We obtained wood specific gravity (WSG) data via the phylogenetic information provided by our tree inventory plots. We used a global wood density database, to extract species average WSG [30]. This procedure provided over 32,000 trees with WSG data. When this was not possible the appropriate genus average (~14,000 trees), family average (~9,500 trees), plot average (~4,500 trees) and dataset average (~80 trees) were applied [31]. Including WSG as an additional parameter in allometric equations reduces the biomass estimation error [28, 32, 33]. Finally, carbon was assumed to be 50% of biomass [34]. Hence, for all plots stand-level data was obtained on aboveground carbon storage, WSG, height, and population structure.In addition, we estimated plot biomass using moist forest tree allometry [33] based on measurements of diameter at breast height (DBH) from our tree inventory plots, WSG (as described above) and height data (derived using the best fit DBH-height equation form [Equation 5.1; see SI4], if not measured in the tree inventory plots).
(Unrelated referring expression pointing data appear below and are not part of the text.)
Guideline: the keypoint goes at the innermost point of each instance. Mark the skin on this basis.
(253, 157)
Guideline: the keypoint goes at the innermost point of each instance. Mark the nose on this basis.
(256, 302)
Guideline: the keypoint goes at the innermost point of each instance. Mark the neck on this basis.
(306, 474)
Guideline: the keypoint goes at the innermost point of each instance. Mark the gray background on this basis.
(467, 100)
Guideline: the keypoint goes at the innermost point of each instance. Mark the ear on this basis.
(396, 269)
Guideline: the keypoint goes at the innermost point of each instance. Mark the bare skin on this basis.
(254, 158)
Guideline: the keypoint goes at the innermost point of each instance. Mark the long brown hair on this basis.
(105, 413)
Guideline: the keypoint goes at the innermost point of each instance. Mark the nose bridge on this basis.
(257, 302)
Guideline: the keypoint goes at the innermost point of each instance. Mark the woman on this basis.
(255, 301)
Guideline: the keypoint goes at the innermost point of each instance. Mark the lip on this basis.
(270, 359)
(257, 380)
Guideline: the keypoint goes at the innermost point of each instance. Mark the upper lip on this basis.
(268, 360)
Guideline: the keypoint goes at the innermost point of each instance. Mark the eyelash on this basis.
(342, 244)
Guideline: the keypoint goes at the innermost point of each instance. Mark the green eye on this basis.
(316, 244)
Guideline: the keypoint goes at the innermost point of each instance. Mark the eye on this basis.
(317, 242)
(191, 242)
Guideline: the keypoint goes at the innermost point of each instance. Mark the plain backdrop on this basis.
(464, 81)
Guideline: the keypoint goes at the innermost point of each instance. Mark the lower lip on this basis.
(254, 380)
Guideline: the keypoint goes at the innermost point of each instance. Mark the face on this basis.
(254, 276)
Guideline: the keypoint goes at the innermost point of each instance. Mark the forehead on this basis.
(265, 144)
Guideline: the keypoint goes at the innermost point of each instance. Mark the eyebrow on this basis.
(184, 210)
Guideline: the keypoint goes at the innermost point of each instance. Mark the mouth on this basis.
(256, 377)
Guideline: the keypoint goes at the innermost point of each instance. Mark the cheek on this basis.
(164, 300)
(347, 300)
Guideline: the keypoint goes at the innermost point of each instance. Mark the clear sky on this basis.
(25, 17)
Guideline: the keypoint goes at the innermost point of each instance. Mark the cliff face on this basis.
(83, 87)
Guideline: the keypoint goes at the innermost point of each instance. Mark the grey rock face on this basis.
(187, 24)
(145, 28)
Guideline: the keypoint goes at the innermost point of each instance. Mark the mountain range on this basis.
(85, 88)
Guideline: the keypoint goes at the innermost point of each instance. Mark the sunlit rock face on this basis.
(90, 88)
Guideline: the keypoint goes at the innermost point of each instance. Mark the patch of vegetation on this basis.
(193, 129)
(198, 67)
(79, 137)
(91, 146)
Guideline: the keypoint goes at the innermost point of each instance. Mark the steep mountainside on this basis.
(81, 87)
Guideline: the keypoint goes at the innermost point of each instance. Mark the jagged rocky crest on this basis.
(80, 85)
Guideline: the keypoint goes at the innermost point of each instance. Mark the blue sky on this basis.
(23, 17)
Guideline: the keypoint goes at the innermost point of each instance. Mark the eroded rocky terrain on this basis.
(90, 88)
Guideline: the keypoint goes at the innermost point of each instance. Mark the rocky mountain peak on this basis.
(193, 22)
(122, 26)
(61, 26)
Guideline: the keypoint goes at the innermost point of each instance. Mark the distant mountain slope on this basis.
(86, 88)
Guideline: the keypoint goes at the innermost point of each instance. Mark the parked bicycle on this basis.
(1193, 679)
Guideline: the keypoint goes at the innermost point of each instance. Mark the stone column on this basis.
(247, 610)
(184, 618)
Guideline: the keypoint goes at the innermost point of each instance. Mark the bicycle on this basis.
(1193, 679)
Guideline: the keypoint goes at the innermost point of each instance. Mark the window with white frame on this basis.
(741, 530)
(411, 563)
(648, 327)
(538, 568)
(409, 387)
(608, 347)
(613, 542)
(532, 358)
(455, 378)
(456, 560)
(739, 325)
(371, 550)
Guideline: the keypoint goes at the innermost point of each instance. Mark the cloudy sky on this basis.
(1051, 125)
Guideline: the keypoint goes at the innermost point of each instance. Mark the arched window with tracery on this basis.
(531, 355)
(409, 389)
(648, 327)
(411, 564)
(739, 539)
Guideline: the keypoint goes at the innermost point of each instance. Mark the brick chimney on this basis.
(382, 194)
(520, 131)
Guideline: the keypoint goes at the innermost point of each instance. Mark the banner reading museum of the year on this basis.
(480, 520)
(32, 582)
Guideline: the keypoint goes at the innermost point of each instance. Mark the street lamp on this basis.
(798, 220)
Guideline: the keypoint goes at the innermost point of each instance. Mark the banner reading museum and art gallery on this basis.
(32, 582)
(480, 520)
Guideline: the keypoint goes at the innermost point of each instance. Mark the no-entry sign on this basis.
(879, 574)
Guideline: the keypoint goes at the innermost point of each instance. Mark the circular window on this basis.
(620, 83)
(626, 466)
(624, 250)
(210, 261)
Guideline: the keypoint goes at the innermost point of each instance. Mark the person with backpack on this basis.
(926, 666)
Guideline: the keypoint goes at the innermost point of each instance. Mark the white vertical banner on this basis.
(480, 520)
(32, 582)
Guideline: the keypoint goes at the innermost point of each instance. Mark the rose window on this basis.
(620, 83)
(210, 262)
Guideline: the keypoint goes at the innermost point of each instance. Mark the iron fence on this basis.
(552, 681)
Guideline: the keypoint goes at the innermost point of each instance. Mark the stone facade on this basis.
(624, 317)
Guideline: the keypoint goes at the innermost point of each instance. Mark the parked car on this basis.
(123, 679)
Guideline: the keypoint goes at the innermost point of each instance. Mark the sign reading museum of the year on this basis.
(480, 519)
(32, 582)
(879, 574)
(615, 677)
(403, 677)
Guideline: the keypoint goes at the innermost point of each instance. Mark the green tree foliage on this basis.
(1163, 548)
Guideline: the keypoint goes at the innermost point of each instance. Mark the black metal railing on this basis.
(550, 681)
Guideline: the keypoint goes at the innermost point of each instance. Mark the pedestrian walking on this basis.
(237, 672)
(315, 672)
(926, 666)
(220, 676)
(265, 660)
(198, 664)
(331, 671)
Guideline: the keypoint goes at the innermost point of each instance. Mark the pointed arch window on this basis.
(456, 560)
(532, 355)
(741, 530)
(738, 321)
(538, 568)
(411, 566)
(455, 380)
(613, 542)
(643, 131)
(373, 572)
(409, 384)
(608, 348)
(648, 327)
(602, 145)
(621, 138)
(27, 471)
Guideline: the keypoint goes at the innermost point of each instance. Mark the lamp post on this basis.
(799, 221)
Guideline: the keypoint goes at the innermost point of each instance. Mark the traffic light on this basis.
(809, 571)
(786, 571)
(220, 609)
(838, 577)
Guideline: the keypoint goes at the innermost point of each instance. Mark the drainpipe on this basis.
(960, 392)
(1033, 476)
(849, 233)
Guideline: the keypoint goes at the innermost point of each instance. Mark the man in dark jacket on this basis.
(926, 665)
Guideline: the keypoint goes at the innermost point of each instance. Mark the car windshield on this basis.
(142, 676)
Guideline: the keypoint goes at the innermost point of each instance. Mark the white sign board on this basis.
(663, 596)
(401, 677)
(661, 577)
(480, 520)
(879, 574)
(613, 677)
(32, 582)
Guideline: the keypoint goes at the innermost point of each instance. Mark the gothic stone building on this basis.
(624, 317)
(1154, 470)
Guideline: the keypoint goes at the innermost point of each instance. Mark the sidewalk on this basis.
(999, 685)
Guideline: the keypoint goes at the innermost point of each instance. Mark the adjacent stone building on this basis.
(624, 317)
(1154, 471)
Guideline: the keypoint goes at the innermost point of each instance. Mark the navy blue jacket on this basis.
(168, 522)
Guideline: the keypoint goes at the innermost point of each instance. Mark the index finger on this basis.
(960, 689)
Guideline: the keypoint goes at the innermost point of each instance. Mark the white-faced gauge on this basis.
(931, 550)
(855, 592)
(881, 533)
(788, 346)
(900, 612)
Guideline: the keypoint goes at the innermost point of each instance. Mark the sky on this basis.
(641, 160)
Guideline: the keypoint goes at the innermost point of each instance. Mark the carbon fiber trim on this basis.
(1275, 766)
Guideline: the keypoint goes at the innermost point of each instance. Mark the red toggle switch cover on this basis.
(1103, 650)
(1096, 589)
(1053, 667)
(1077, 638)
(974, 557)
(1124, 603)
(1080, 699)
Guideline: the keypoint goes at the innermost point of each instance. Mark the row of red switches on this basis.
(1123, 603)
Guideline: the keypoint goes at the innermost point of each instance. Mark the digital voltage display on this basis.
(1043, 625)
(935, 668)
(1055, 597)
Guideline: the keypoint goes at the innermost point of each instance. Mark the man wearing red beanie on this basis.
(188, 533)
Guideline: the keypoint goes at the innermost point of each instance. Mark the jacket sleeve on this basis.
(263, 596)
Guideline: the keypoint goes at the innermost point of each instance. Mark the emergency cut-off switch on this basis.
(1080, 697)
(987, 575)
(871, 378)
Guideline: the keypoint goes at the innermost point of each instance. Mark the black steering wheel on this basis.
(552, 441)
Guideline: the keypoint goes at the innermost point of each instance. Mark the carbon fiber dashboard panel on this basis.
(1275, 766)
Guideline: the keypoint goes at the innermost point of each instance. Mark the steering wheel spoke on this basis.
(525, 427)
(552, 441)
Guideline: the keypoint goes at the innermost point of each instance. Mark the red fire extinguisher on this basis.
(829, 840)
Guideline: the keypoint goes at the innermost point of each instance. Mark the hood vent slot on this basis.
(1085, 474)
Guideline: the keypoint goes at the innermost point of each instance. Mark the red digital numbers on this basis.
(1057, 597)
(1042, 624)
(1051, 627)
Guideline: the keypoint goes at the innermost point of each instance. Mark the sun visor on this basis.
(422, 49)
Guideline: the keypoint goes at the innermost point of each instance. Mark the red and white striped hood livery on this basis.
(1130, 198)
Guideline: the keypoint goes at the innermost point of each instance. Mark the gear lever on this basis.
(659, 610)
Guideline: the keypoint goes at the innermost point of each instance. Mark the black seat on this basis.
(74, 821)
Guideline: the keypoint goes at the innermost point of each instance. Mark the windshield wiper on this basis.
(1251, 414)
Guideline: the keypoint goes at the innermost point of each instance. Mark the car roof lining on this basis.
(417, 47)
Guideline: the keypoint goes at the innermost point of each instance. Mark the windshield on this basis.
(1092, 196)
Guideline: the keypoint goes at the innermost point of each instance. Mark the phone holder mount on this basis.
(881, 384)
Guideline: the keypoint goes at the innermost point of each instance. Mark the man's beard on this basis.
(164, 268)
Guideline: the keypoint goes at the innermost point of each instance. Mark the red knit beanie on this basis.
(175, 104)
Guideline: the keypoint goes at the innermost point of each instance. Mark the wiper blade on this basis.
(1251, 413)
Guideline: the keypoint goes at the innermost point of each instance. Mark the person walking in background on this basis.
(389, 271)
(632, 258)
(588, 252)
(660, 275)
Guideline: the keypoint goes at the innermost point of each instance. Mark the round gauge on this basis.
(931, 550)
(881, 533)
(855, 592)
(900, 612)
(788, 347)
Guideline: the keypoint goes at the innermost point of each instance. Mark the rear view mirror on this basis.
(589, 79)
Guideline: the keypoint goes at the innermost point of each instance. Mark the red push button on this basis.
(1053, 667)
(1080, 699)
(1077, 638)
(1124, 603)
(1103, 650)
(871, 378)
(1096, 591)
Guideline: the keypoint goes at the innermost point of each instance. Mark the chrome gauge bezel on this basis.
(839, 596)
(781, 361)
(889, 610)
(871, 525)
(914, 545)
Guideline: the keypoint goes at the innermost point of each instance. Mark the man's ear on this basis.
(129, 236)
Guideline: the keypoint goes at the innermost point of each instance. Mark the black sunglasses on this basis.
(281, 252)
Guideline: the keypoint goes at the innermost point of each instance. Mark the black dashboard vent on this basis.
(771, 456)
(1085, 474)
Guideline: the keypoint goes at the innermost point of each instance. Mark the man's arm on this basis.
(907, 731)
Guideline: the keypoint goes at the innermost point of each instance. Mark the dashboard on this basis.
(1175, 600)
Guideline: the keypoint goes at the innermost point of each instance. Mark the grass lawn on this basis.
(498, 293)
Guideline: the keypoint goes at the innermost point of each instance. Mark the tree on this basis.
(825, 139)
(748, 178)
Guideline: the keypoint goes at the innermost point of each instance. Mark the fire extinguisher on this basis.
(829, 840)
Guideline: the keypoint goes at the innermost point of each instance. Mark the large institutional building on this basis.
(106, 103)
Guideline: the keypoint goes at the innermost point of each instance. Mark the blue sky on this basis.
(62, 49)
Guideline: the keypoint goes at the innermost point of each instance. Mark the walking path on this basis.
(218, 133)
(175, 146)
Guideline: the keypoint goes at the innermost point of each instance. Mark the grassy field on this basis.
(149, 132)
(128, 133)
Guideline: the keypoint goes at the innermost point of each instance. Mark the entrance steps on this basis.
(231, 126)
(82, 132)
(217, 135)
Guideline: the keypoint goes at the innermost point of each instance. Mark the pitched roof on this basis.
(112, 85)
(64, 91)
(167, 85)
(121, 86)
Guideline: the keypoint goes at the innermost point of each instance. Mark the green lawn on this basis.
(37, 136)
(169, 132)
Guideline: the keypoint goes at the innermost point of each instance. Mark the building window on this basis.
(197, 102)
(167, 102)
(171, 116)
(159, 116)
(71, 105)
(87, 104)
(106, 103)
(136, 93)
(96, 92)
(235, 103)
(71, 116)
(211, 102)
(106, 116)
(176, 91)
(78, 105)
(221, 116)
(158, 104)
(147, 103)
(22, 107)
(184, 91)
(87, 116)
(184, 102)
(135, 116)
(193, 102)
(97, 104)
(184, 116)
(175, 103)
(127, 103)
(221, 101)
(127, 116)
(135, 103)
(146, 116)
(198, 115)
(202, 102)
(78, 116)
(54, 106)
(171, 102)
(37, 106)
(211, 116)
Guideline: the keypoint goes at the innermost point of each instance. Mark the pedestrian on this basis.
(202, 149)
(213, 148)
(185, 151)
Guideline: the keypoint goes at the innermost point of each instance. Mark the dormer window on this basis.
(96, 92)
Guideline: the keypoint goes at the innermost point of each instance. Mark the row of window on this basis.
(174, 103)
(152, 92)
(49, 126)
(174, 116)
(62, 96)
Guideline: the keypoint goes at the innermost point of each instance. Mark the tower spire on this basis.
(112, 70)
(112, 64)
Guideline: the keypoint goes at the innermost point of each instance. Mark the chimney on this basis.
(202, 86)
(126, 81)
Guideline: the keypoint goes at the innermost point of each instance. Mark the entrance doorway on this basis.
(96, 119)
Moist forest tree allometry was used in this study as, although all plots are classified as ‘dry’ when using precipitation categories [33], the overwhelming majority are from the EAM and coastal forest (~92% of our collaborative dataset) and are considered as ‘moist forests’ by most authors [27, 35]. This discrepancy is perhaps because the east African precipitation follows a bimodal regime [36] and thus is not well described using precipitation categories. The basal area and forest structure of the EAM and coastal forest area more similar to the moist forests used in the Chave et al (2005) dataset [33] than to the dry forests [28]. Additionally, EAM forest is more similar in species composition to moist Guineo-Congolian forests than to the dry forest miombo of east Africa, despite the close spatial proximity of the later [27]. The dry forest data used to create the allometric equations in Chave et al (2005) include no data from Africa and thus may not be applicable to dry forest on this continent [33], specifically the woodlands of our dataset (~5% of my collaborative dataset).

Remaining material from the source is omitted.